La première manche du bras de fer s’achève ce vendredi soir à minuit. À l’Assemblée nationale, les débats autour de la réforme des retraites vont s’arrêter. Et on le sait déjà : le projet de loi de financement rectificatif de la Sécurité sociale (PLFRSS) ne sera pas voté. En cause, un climat houleux dans l’Hémicycle depuis le 6 février qui a rendu l’étude du texte particulièrement hachée.
Les députés ont avancé si lentement qu’ils ne sont même pas parvenus à atteindre l’article 7 qui prévoit pourtant le report de l’âge légal à 64 ans en 2030, mesure phare de la réforme.

Pour les élus d’opposition, cette impasse parlementaire est la résultante du choix initial de l’exécutif d’inscrire sa réforme des retraites dans un projet de loi de financement rectificatif de la Sécurité sociale (PLFRSS). Car ce véhicule législatif n’a rien d’anodin : contrairement à un projet de loi classique, il resserre le temps du débat parlementaire à 50 jours, Assemblée nationale et Sénat compris. Un délai imposé par l’article 47-1 de la Constitution bien difficile à tenir.

“Si l’Assemblée nationale ne s’est pas prononcée en première lecture dans le délai de vingt jours après le dépôt d’un projet, le gouvernement saisit le Sénat qui doit statuer dans un délai de quinze jours”, indique la Constitution. Nous y sommes ! C’est exactement ce qui est en train de se passer.

Le texte va donc arriver au Sénat dès la semaine prochaine, sans avoir été préalablement voté au Palais Bourbon. Mais avant que le texte ne parte au Palais du Luxembourg, les députés ont ce vendredi soir une ultime tâche : débattre et voter la motion de censure déposée par le Rassemblement national. Sauf coup de théâtre, elle sera rejetée. Un vote qui devrait intervenir tard dans la nuit, autour de 2h30 du matin, selon l’Assemblée nationale, contactée par Capital.

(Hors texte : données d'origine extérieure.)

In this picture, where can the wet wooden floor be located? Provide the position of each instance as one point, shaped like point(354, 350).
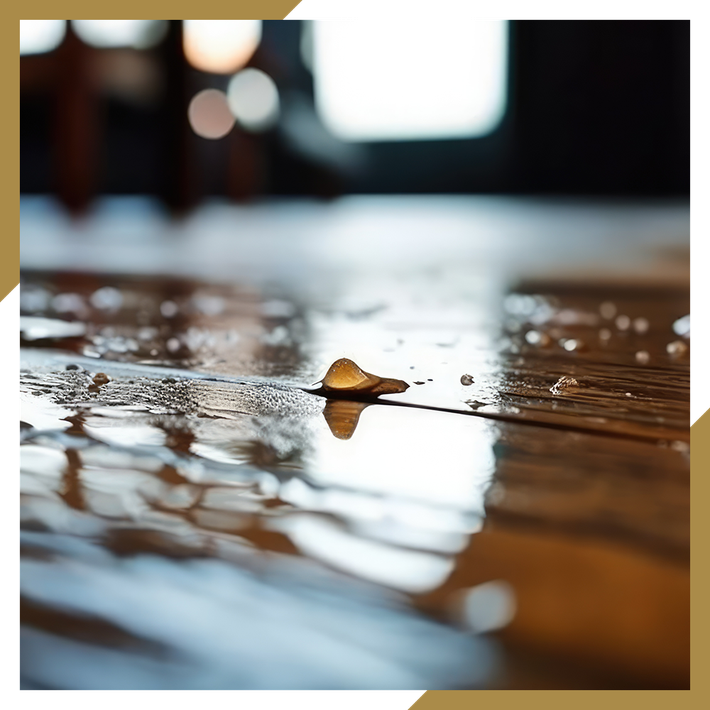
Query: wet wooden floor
point(522, 508)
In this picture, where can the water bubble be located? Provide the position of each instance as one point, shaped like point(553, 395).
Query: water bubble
point(676, 348)
point(209, 305)
point(535, 337)
point(565, 383)
point(572, 344)
point(684, 326)
point(33, 298)
point(68, 302)
point(107, 298)
point(168, 308)
point(642, 357)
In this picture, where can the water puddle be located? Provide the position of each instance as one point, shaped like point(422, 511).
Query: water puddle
point(215, 495)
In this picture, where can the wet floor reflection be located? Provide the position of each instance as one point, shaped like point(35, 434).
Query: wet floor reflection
point(193, 514)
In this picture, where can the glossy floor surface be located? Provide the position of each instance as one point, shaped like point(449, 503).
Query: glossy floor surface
point(197, 513)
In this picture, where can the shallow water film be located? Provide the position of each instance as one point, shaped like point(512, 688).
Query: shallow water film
point(204, 504)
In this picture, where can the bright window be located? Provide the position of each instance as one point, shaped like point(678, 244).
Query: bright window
point(379, 79)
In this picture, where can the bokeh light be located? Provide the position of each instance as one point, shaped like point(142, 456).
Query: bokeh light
point(139, 34)
point(253, 99)
point(38, 36)
point(209, 114)
point(220, 46)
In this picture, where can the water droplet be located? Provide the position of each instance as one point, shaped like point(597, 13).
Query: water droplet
point(107, 298)
point(676, 348)
point(168, 308)
point(680, 446)
point(572, 344)
point(642, 357)
point(565, 383)
point(684, 326)
point(345, 376)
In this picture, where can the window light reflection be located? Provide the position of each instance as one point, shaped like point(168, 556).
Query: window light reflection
point(220, 46)
point(408, 78)
point(209, 114)
point(253, 99)
point(139, 34)
point(39, 36)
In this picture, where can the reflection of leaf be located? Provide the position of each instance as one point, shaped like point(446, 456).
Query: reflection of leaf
point(342, 416)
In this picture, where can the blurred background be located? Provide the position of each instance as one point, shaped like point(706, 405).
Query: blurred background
point(241, 109)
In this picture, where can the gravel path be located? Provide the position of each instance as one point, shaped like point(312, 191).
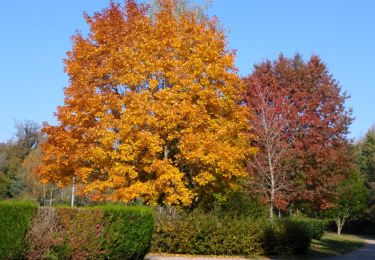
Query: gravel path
point(366, 252)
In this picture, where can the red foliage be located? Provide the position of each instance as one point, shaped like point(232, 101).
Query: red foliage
point(317, 122)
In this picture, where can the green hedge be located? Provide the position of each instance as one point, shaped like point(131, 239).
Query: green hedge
point(285, 237)
point(315, 227)
point(209, 234)
point(105, 232)
point(205, 234)
point(15, 219)
point(127, 231)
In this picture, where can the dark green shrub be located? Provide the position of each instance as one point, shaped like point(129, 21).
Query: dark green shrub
point(15, 219)
point(295, 236)
point(103, 232)
point(127, 231)
point(285, 237)
point(205, 234)
point(315, 227)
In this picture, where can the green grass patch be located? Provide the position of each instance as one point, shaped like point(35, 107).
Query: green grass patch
point(332, 244)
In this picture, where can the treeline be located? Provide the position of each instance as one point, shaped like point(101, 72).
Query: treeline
point(155, 112)
point(20, 158)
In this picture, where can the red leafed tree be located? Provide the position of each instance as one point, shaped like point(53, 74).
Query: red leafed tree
point(317, 123)
point(270, 122)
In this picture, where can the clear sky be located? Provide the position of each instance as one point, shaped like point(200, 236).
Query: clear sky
point(35, 35)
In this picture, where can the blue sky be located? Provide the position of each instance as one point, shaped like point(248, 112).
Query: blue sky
point(35, 35)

Ainsi, dès la semaine prochaine, le PLFRSS sera étudié en commission des affaires sociales au Sénat, puis en séance publique à partir du 2 mars. “Nous aurons 11 jours plein, dont les week-ends, contre 9 jours à l’Assemblée nationale”, se réjouit le sénateur de Côte-d’or François Patriat, proche d’Emmanuel Macron, dans une interview à paraître ce dimanche sur Capital.fr. Il est d’ores et déjà prévu que l’examen du texte au Sénat s’arrêtera le 12 mars à minuit.

Une commission mixte paritaire

À la Chambre haute, les Républicains ont la majorité parlementaire. Dès lors, ils pourraient adopter un projet de réforme des retraites bien différent de celui envisagé par le gouvernement. C’est le scénario le plus probable.

À la suite de cela, pour tenter de trouver un accord entre les deux Chambres, la Première ministre Elisabeth Borne devrait provoquer la tenue d’une commission mixte paritaire (CMP) – députés et sénateurs – comme l’article 45 de la Constitution l’y autorise. Objectif : se mettre d’accord sur un texte commun. La commission sera-t-elle conclusive ? Une chose est sûre, si elle ne l’est pas, le gouvernement forcera l’Assemblée nationale à se prononcer sur le texte. Et cela, en lui laissant “le dernier mot”, selon la formule consacrée.

Mais cette procédure législative pourrait être stoppée nette si le délai des 50 jours imposé par l’article 47-1 de la Constitution, dans le cadre de l’examen d’un projet de loi de financement de la Sécu, venait à expirer. Dans ce cas, la Constitution indique que “si le Parlement ne s’est pas prononcé dans un délai de cinquante jours, les dispositions du projet peuvent être mises en œuvre par ordonnance”. Les ordonnances… ultime outil à la disposition du gouvernement.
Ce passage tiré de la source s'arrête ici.